Sowohl die Schießfertigkeit seiner Artillerie wie die Angriffstechnik des 
Fußvolkes hatten bemerkenswerte Fortschritte gemacht. 
Die Opfer, die hüben und drüben dargebracht werden mußten, 
waren freilich überaus schwer. „Auf beiden Seiten mochte man sich", 
schreibt ein Mitkämpfer, „eingestanden haben, daß die Sache viel, viel 
ernster geworden war, als man erwartet hatte. Die Italiener sprachen 
nicht mehr vom Spaziergang nach Wien; aber auch für die Österreicher 
war der Isonzo etwas ganz anderes geworden als Novara und Cuistoza. 
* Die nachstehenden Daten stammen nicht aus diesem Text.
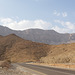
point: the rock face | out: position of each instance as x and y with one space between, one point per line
39 35
17 49
64 53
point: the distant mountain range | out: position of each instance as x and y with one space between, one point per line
39 35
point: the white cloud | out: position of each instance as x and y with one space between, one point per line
64 26
62 14
56 13
24 24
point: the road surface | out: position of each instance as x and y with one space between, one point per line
49 70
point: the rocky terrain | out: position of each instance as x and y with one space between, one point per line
17 49
39 35
64 53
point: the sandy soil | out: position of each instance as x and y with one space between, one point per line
69 66
12 71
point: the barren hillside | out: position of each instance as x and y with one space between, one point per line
19 50
64 53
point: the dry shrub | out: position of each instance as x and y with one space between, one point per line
6 64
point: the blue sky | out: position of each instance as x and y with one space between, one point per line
44 14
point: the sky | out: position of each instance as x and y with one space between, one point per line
58 15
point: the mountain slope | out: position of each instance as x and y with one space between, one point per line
39 35
64 53
19 50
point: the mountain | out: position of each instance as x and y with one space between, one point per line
39 35
64 53
19 50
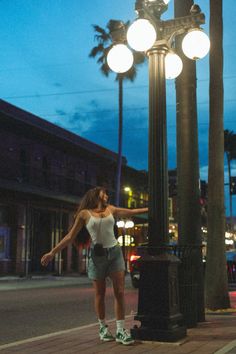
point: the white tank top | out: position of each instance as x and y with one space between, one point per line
101 230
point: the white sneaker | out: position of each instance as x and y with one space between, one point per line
105 335
122 336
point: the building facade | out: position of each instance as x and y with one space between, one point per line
44 172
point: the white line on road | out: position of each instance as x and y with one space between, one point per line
45 336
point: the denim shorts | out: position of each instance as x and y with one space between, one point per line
100 267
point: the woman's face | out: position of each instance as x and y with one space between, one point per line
103 196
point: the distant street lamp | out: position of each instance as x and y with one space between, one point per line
158 306
125 240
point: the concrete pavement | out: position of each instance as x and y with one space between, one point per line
216 335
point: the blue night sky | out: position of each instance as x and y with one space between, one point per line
45 69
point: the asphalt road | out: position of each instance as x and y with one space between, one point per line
26 313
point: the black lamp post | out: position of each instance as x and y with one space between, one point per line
158 304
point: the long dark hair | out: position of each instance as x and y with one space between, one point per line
89 201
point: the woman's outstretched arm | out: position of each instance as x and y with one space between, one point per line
68 238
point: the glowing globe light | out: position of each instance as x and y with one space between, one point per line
120 223
196 44
173 65
129 224
141 35
120 58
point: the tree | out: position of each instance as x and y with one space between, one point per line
230 151
105 42
216 283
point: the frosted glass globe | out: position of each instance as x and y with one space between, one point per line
196 44
141 35
173 65
120 58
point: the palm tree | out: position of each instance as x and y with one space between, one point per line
216 283
105 42
229 147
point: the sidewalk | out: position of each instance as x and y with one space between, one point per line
216 335
41 281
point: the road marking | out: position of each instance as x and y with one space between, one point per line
45 336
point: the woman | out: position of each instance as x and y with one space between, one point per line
106 259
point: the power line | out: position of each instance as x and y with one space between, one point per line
90 91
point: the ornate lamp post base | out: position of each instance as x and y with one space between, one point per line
158 305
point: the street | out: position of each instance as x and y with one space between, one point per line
33 312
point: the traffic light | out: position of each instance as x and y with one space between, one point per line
233 185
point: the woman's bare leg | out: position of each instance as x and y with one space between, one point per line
99 300
118 280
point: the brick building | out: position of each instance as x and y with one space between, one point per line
44 172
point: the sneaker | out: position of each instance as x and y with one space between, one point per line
124 337
105 334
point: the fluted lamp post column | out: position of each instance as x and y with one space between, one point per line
158 302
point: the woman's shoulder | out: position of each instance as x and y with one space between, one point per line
83 214
111 208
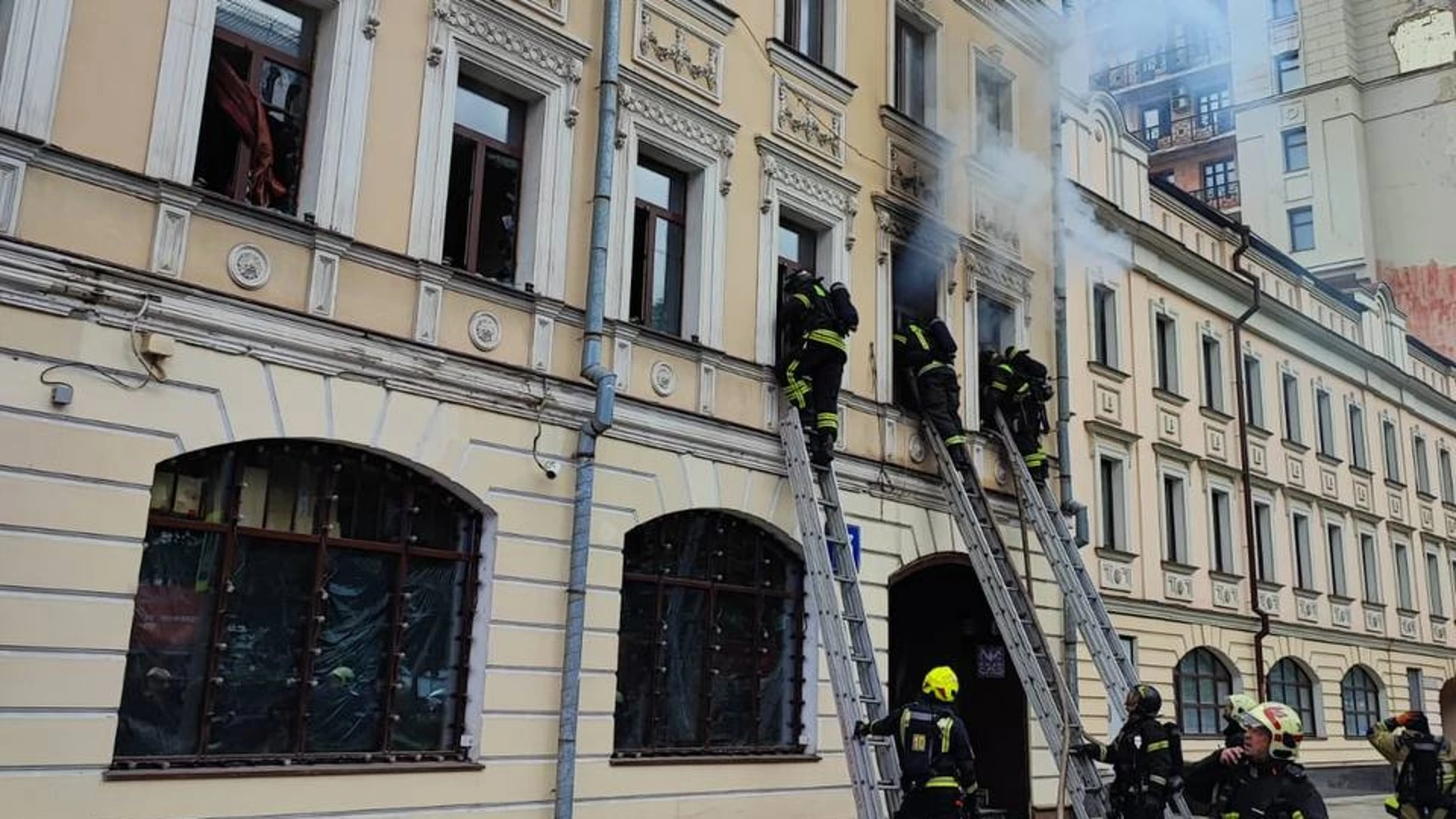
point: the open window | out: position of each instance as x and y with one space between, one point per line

Die Walstatt am Isonzo hatte sich zu einer Hölle entwickelt wie für die 
Deutschen die schlimmsten Teile der Westfront, denen gegenüber die 
Abberufung auf einen beliebigen anderen Kriegsschauplatz schon Reta- 
blierung, Ruhe und Erholung bedeutete1)." In der Tat hatten für den, 
der einmal am Isonzo gefochten hatte, andere Schlachtfelder einen guten 
Teil ihres Schreckens verloren. Daß dabei trotzdem auf öst.-ung. Seite 
Truppen, die es im Osten wiederholt an der erwünschten Widerstandis- 
kraft hatten fehlen lassen, auf dem Karst, bei Görz und in den Julischen 
Alpen „wie die Löwen kämpften", ist schon in anderem Zusammenhange 
hervorgehoben worden. 
In Sturm und Wetter, in Regen und Schnee war Mitte Dezember 
der Feuerbrand der Herbstschlachten am Isonzo völlig erloschen. Nach 
acht langen, schweren Wochen hatten Freund und Feind, zu Tode er¬ 
mattet, die Waffen sinken lassen. Schon geraume Zeit zuvor war der 
Krieg in den Gemarkungen von Kärnten und Tirol durch einen frühen 
Winter in Fesseln gelegt worden. Als am Isonzo knapp vor Weihnachten 
die letzten Flammen in sich zusammenfielen, da lag die Doppelkette der 
Schützenlinien noch unverändert dort, wo sie der blutige Herbstmorgen, 
an dem die zweite Isonzooffensive der Italiener begann, angetroffen hatte. 
Und unverändert hielt ein halbes Jahr, nachdem Italien mit frischer 
Kraft in den Kampf gezogen war, die Abwehrfront in ihrer ganzen 
Ausdehnung vom Stilfserjoch bis zur Adria. Ohne Behinderung durch 
den neuen Feind hatte die Heerführung der Mittelmächte diese sechs 
ereignisreichen Monate hindurch ihren großen Zielen auf den östlichen 
Kriegstheatern nachgehen können: ihr Schwert war am Isonzo und in 
den Grenzgebirgen Venetiens unverrückbar fest eingerammt gewesen. 
*) Veith, Die Isonzoverteidigung, 1051 f.